Jesús Mari García

A  pesar de que es frecuente  intentar  modificar y manipular los hechos históricos  en beneficio propio por individuos o colectivos,  la Historia es tozuda y queda demostrada a través de datos, fechas y referencias  contrastables, verificables y ciertas. En nuestro país, la historia de la Tauromaquia no es ajena a todo ello.

Pertenece al acerbo popular y así está demostrado, que la fiesta de los toros, en sus primeras  manifestaciones, nace en la Península ibérica en las estribaciones de los  Pirineos, en la zona que comprende el País Vasco y  Navarra  y se extiende posteriormente  en ambas laderas pirenaicas. Todo ello como  consecuencia del pastoreo del toro descendiente del prehistórico  y desaparecido «uro= bos taurus primigenius», una de cuyas referencia es el llamado «toro de casta navarra» procedente del ancestral y mítico «betizu» (vaca huidiza) como «zezen gorri» (toro rojo)  y la  deriva posterior de convertir el trabajo en ocio, siendo la forma de pastoreo la génesis del toreo.  Esa deriva,  si en algún lugar del planeta tiene lugar y constancia, es en Euskal-Herria o País de los Vascos: «segalaris» (cortadores de hierba), «aizkolaris» (cortadores de troncos), «arrijazotzailes» (levantadores de piedra), «arraunlaris» (remeros ), etc. etc.

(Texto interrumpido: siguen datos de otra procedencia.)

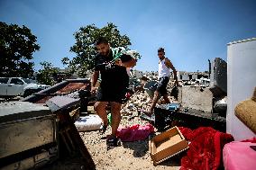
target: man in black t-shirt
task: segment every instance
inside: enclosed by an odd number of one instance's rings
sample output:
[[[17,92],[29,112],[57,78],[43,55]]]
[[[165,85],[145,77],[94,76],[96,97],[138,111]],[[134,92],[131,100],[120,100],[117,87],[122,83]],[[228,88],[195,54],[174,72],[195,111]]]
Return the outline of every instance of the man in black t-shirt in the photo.
[[[115,58],[116,51],[112,50],[108,41],[104,38],[100,38],[96,46],[98,54],[95,58],[91,92],[96,91],[95,85],[99,74],[101,75],[101,83],[97,91],[95,110],[103,120],[102,132],[105,132],[108,123],[105,106],[108,103],[111,104],[112,134],[108,140],[116,142],[116,131],[121,121],[122,100],[124,98],[129,85],[129,76],[126,67],[134,67],[136,60],[131,56],[123,55],[118,51],[120,57]]]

A ese inicial enfrentamiento con el toro semisalvaje a base de escorzos, recortes, quiebros y saltos en zonas montañosas y escarpadas del Norte, se unirá más tarde otro tipo de enfrentamiento con el toro  como consecuencia  del pastoreo a caballo en grandes y llanas extensiones de terreno en el centro y sur peninsular.

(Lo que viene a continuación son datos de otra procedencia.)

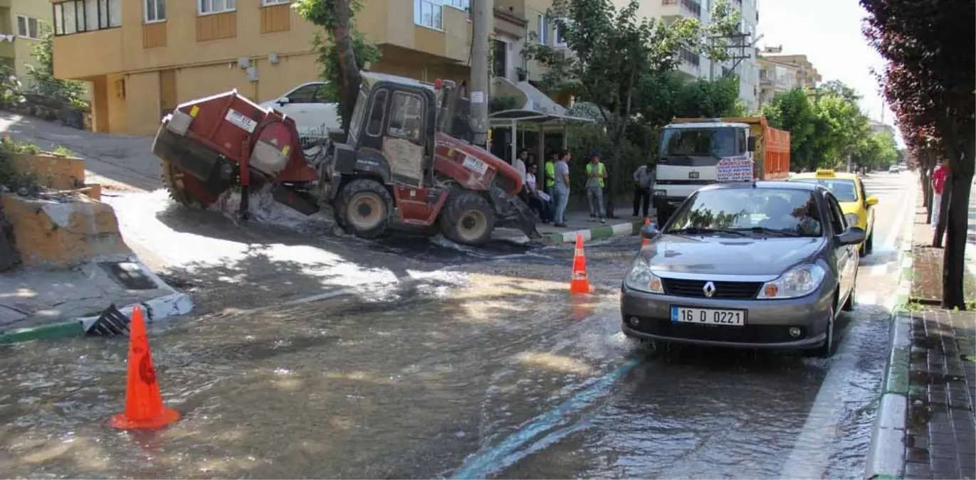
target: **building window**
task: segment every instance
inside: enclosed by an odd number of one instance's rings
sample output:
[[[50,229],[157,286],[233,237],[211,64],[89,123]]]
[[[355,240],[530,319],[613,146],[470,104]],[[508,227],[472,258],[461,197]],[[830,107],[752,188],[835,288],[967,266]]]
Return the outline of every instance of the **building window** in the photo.
[[[440,0],[414,0],[414,23],[418,25],[442,30],[443,13]]]
[[[686,63],[689,63],[689,64],[694,65],[694,66],[700,66],[701,65],[702,59],[701,59],[701,57],[698,54],[692,52],[691,50],[688,50],[685,47],[681,47],[681,48],[677,49],[677,52],[678,52],[678,57],[682,60],[684,60]]]
[[[67,0],[53,7],[55,35],[122,26],[122,0]]]
[[[166,0],[145,0],[146,23],[153,21],[163,21],[166,20]]]
[[[41,38],[39,21],[33,17],[17,16],[17,36],[24,38]]]
[[[536,33],[539,35],[539,43],[549,45],[549,19],[545,15],[539,16],[536,23]]]
[[[508,78],[508,42],[492,39],[492,75]]]
[[[221,14],[237,10],[237,0],[198,0],[197,14]]]
[[[560,19],[559,20],[554,21],[552,23],[552,46],[553,47],[565,47],[566,46],[566,39],[563,38],[562,31],[559,29],[559,22],[560,21],[563,24],[566,24],[566,22],[569,21],[569,20],[567,20],[565,19]]]
[[[689,13],[695,16],[696,19],[702,18],[702,4],[697,0],[681,0],[681,6],[684,7]]]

De esa fusión y  el  posterior abandono del alancear toros a caballo por parte de los nobles tras la llegada a España de Felipe V (año 1700), se mantendrá  con fuerza imparable por su riesgo y emoción,  el llamado «toreo a pie» que en evolución constante ha llegado hasta nuestros días.

Las referencias escritas de estos enfrentamientos de las que se tiene constancia son numerosas y detalladas a lo largo de nuestra Historia en diferentes poblaciones y épocas:

León, 815; Ávila, 1080; Varea, 1135; Eibar-Soraluze-Irure, 1160 (fecha documentada en el Archivo de Protocolos de Oñati); Vitoria, 1202;  Bermeo, 1353 ; San Sebastián, 1550  o  Bilbao, 1600  son algunas fechas tomadas a vuela pluma como referencias ciertas  y documentadas de la ancestral relación de la  fiesta de los toros con  nuestra tradición y  cultura desde hace siglos y siglos.

Sólo añadir la  frase de un personaje fuera de toda duda, esclarecedora y contundente del arraigo popular que la fiesta de los toros tiene  en nuestra sociedad, como fue D. Manuel de Larramendi (S.J.) (1690-1766 ) impulsor del Euskera escrito como lengua noble: «Si en el Cielo se corrieran toros, todos los guipuzcoanos fueran santos para poder ir a verlos». 

La Historia es la que es y no la que queremos que sea. Somos lo que fuimos y seremos lo que fuimos y somos.